Q: How does a shortage of surgeons affect access to health care?
A: We are already seeing the effects of this shortage in the growing number of overwhelmed emergency rooms across the country. Experts predict that two of every five rural hospitals may have to close because they are not able to staff their surgery departments. With the growing number of people needing surgical procedures every year, especially as our population ages, there are fewer surgeons to meet that demand. There is increasing risk that a patient may not be able to find a surgeon when needed – and that is the very definition of lack of access to surgical care.
Q: If I need emergency surgery is there a chance a surgeon won’t be available?
A: Yes, and this risk is increasing annually unless we address and find means to slow or rectify the surgeon shortage. If you’re in a car accident and need emergency surgery, the lack of an available surgeon may well be a life-and-death issue.
Q: Are certain surgical specialties more affected by the shortage than others?
A: One of the hardest hit specialists is the general surgeon, the skilled surgeon who is relied upon by emergency rooms and hospitals in underserved areas of the country to perform a wide range of surgical procedures. Other areas of surgery in which shortages are developing include cardiothoracic surgery, orthopaedic surgery, neurosurgery, urology and obstetrics-gynecology.
Q: Are there areas of the country that are more impacted by a shortage than others?
A: Rural areas are especially hard hit by this shortage, with two in five rural hospitals expected to cut back services or close in the next few years because they cannot staff their surgery departments. Emergency rooms and trauma centers in large cities also are having critical staffing problems due to the shortage.
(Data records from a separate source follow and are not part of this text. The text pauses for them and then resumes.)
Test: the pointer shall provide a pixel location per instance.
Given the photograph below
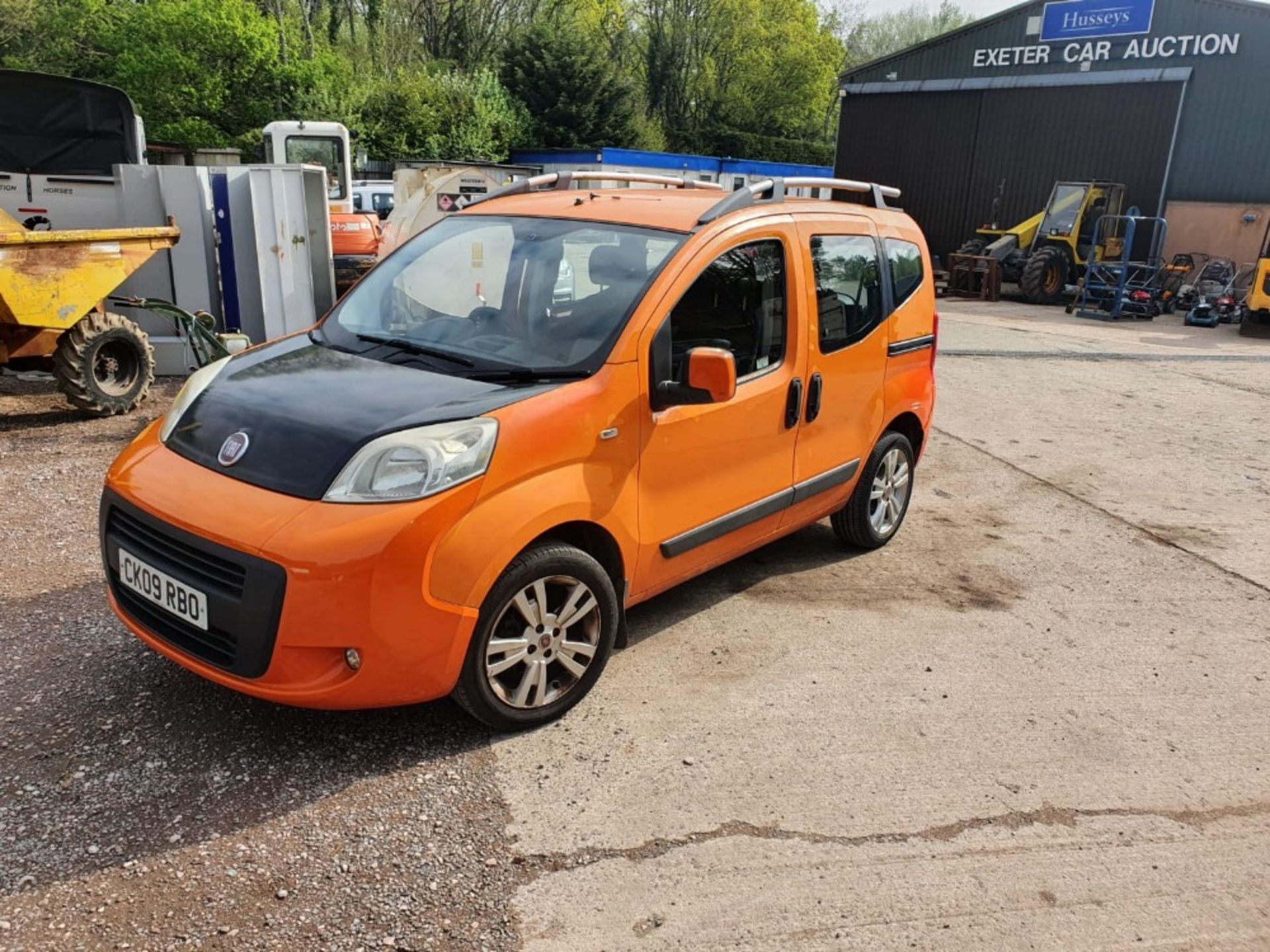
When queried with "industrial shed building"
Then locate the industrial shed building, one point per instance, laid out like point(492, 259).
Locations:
point(1169, 97)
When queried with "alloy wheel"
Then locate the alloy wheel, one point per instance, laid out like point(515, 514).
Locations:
point(542, 643)
point(889, 493)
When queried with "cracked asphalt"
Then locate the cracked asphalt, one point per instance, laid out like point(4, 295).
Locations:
point(1035, 721)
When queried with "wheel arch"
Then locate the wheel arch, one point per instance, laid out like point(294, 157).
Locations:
point(911, 427)
point(600, 543)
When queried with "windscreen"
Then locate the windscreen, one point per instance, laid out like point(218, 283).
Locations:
point(325, 151)
point(486, 294)
point(1061, 215)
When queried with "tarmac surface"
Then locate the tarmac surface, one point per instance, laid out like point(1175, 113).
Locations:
point(1038, 720)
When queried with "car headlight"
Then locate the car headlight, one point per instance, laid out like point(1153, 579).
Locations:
point(415, 463)
point(194, 385)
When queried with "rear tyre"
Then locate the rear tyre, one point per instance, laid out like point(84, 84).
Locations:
point(879, 502)
point(542, 639)
point(105, 365)
point(1044, 276)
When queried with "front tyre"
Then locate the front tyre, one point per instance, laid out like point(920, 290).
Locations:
point(542, 639)
point(1044, 277)
point(879, 502)
point(105, 365)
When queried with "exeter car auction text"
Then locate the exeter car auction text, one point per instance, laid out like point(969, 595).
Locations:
point(1144, 48)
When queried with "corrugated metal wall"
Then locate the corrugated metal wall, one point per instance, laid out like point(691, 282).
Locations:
point(951, 150)
point(1222, 139)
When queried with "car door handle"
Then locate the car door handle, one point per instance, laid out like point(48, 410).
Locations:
point(814, 387)
point(794, 403)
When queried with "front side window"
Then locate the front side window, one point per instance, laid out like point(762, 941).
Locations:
point(738, 303)
point(906, 268)
point(327, 151)
point(847, 288)
point(476, 294)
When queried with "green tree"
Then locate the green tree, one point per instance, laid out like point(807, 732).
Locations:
point(872, 38)
point(573, 92)
point(444, 116)
point(714, 67)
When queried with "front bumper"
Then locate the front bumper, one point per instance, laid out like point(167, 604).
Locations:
point(290, 584)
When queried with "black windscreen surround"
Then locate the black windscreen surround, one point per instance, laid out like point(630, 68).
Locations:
point(58, 126)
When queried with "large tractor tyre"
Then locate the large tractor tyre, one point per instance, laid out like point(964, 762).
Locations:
point(105, 365)
point(1044, 277)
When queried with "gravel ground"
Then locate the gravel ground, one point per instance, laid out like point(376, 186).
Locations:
point(144, 808)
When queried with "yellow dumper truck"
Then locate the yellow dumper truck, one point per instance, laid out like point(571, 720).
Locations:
point(52, 310)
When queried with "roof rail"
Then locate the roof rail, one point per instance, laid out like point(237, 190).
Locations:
point(775, 190)
point(558, 180)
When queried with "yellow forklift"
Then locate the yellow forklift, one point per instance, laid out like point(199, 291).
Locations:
point(1050, 251)
point(1256, 307)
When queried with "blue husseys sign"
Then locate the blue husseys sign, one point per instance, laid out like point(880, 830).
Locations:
point(1081, 19)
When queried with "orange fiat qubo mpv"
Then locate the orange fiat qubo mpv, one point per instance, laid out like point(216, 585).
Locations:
point(462, 476)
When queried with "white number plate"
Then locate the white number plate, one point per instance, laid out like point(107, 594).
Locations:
point(164, 590)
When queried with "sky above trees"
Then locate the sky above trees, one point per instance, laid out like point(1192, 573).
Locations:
point(472, 79)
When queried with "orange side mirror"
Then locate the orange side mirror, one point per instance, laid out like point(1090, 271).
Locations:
point(714, 371)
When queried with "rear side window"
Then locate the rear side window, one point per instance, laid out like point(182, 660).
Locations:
point(906, 268)
point(847, 288)
point(738, 303)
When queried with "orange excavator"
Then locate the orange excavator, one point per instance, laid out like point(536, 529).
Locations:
point(355, 237)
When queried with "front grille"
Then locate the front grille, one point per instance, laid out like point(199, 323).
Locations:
point(244, 593)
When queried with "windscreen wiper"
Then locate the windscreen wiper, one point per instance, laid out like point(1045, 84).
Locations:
point(414, 347)
point(517, 375)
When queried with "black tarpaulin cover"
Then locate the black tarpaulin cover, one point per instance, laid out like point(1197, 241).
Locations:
point(58, 126)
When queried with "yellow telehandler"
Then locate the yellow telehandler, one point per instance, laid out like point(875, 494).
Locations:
point(1256, 307)
point(1049, 251)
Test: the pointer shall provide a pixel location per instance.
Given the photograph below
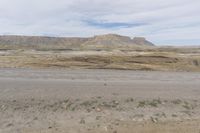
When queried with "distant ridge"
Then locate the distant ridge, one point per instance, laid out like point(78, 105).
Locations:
point(72, 42)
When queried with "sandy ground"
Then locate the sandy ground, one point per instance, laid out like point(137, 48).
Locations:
point(98, 101)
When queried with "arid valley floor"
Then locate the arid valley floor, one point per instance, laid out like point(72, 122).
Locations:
point(102, 84)
point(98, 101)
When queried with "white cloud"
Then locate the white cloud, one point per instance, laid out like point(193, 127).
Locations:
point(162, 21)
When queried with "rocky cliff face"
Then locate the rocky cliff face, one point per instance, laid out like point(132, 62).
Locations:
point(108, 39)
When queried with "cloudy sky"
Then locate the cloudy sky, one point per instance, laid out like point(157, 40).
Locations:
point(164, 22)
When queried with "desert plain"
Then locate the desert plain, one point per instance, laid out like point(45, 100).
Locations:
point(98, 88)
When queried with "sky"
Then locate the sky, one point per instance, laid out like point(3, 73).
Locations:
point(164, 22)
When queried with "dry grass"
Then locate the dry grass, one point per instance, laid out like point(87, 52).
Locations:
point(132, 60)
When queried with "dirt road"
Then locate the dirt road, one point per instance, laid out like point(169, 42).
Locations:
point(49, 100)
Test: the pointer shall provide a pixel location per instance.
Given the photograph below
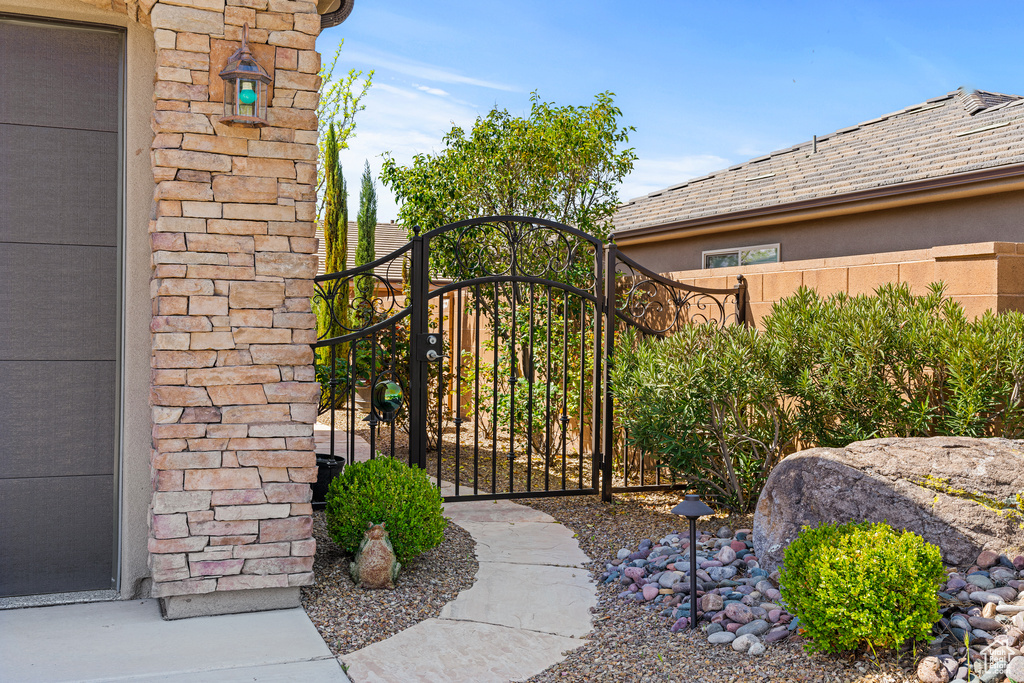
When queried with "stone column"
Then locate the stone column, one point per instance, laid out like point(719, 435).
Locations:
point(233, 391)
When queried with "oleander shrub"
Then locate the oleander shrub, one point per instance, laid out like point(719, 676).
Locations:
point(705, 402)
point(896, 365)
point(861, 585)
point(722, 407)
point(384, 489)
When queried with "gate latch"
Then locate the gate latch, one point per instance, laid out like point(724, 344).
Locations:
point(431, 342)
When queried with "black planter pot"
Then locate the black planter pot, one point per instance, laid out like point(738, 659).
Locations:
point(327, 469)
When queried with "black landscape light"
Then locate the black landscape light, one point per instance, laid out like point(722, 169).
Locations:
point(691, 508)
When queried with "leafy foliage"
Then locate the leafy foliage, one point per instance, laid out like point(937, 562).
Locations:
point(336, 244)
point(896, 365)
point(721, 408)
point(705, 402)
point(384, 489)
point(340, 100)
point(366, 251)
point(560, 163)
point(861, 584)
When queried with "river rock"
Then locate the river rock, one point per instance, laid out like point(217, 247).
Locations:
point(1015, 670)
point(756, 628)
point(743, 643)
point(711, 602)
point(721, 638)
point(901, 481)
point(930, 670)
point(670, 579)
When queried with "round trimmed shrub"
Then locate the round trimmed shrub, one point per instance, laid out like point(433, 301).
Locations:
point(384, 489)
point(861, 585)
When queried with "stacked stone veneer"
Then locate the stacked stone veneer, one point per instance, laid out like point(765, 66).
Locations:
point(233, 255)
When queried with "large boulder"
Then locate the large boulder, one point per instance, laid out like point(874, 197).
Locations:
point(947, 489)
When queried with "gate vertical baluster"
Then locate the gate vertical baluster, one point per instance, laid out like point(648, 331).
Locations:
point(458, 389)
point(332, 383)
point(476, 391)
point(565, 370)
point(512, 376)
point(372, 382)
point(599, 313)
point(440, 386)
point(494, 402)
point(528, 366)
point(581, 427)
point(393, 364)
point(349, 403)
point(547, 403)
point(609, 314)
point(417, 361)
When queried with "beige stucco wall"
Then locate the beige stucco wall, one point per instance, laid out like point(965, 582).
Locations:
point(135, 487)
point(996, 217)
point(981, 276)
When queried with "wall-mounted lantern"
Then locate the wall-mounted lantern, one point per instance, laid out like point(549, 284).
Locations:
point(245, 87)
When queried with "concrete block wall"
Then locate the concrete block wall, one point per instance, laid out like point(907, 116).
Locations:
point(987, 275)
point(233, 393)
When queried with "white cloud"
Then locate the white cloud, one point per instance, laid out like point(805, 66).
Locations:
point(652, 174)
point(432, 91)
point(419, 70)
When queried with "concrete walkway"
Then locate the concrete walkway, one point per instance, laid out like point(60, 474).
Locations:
point(129, 641)
point(529, 604)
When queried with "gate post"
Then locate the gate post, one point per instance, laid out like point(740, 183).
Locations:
point(420, 278)
point(607, 422)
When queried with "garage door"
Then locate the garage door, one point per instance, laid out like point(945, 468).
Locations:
point(59, 227)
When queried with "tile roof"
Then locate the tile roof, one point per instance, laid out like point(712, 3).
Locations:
point(388, 237)
point(957, 132)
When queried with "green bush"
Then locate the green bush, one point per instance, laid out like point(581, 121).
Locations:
point(384, 489)
point(896, 365)
point(861, 585)
point(705, 402)
point(721, 408)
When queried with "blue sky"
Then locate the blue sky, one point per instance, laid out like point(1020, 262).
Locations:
point(706, 85)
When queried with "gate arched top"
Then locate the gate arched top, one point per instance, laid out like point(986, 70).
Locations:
point(514, 247)
point(483, 220)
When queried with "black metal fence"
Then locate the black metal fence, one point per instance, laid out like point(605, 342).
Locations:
point(499, 335)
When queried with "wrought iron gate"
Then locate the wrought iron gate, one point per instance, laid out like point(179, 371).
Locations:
point(498, 334)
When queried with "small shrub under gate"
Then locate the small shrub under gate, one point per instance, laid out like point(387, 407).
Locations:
point(861, 585)
point(386, 491)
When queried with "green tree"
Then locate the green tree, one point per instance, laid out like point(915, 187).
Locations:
point(339, 101)
point(561, 163)
point(365, 250)
point(336, 241)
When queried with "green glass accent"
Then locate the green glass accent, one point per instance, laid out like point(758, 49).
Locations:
point(387, 396)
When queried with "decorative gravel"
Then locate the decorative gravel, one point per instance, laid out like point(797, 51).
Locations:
point(349, 617)
point(631, 642)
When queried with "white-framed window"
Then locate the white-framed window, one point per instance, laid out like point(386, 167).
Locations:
point(723, 258)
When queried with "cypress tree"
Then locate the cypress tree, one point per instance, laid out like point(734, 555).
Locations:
point(365, 250)
point(335, 232)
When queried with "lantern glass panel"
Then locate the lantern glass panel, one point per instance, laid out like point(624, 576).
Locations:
point(229, 97)
point(247, 96)
point(261, 100)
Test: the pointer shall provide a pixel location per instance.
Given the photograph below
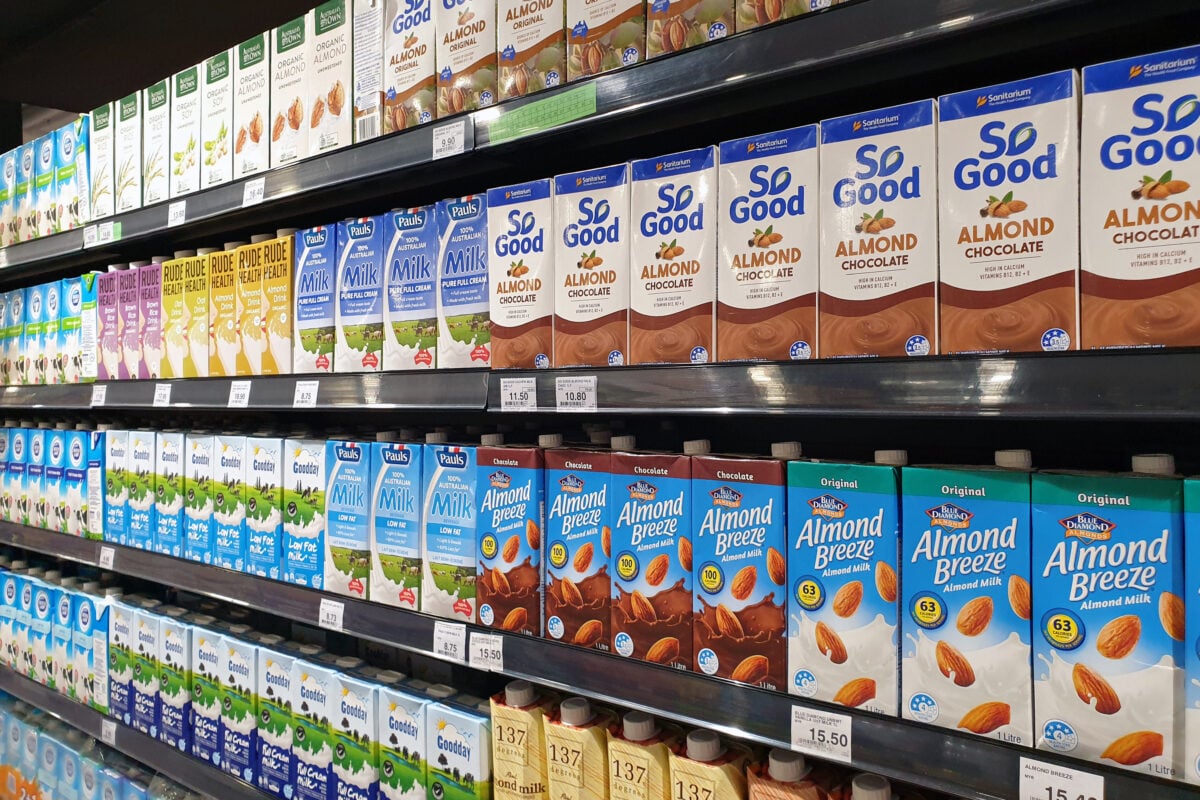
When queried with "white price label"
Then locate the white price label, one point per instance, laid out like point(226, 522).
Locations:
point(575, 394)
point(449, 139)
point(330, 614)
point(306, 394)
point(1043, 781)
point(450, 642)
point(822, 733)
point(519, 394)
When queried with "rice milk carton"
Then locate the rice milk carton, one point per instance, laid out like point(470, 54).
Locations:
point(186, 133)
point(448, 542)
point(411, 301)
point(879, 233)
point(964, 563)
point(359, 311)
point(304, 512)
point(673, 257)
point(216, 119)
point(1109, 613)
point(229, 501)
point(1008, 170)
point(522, 299)
point(316, 287)
point(252, 106)
point(291, 65)
point(463, 320)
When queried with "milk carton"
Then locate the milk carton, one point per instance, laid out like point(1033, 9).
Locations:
point(186, 132)
point(359, 311)
point(843, 537)
point(396, 524)
point(673, 257)
point(769, 238)
point(448, 542)
point(411, 301)
point(316, 252)
point(463, 322)
point(1009, 154)
point(522, 300)
point(304, 512)
point(879, 214)
point(409, 73)
point(291, 64)
point(1109, 615)
point(964, 563)
point(252, 106)
point(229, 501)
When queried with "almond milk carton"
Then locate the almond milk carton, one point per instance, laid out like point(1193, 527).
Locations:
point(592, 224)
point(520, 222)
point(673, 257)
point(1139, 202)
point(1008, 180)
point(769, 238)
point(879, 233)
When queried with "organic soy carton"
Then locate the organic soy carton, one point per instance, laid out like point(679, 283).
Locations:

Q: What can we do about this shortage?
A: There are many things we can do, such as providing more funding for graduate surgical education, reducing liability costs, expanding the National Health Service Corps, and implementing alternative payment methods for health care. Unfortunately, given the long lead time necessary to train a surgeon, it will take years to turn the problem around.
Q: Will the Obama Administration’s health care reform plan improve access and relieve the surgeon shortage?
A: We support the important steps that President Obama proposes regarding the Medicare physician payment system – a system we see as a key contributor to the surgeon shortage. We also support his significant investment in health information technology, which we think can be a significant force in improving quality and reducing the growth of spending in health care – especially in conjunction with initiatives that reward care that improves quality and reduces cost. We look forward to working with the Administration on meaningful reform of the current physician payment system that incentivizes quality and efficiency.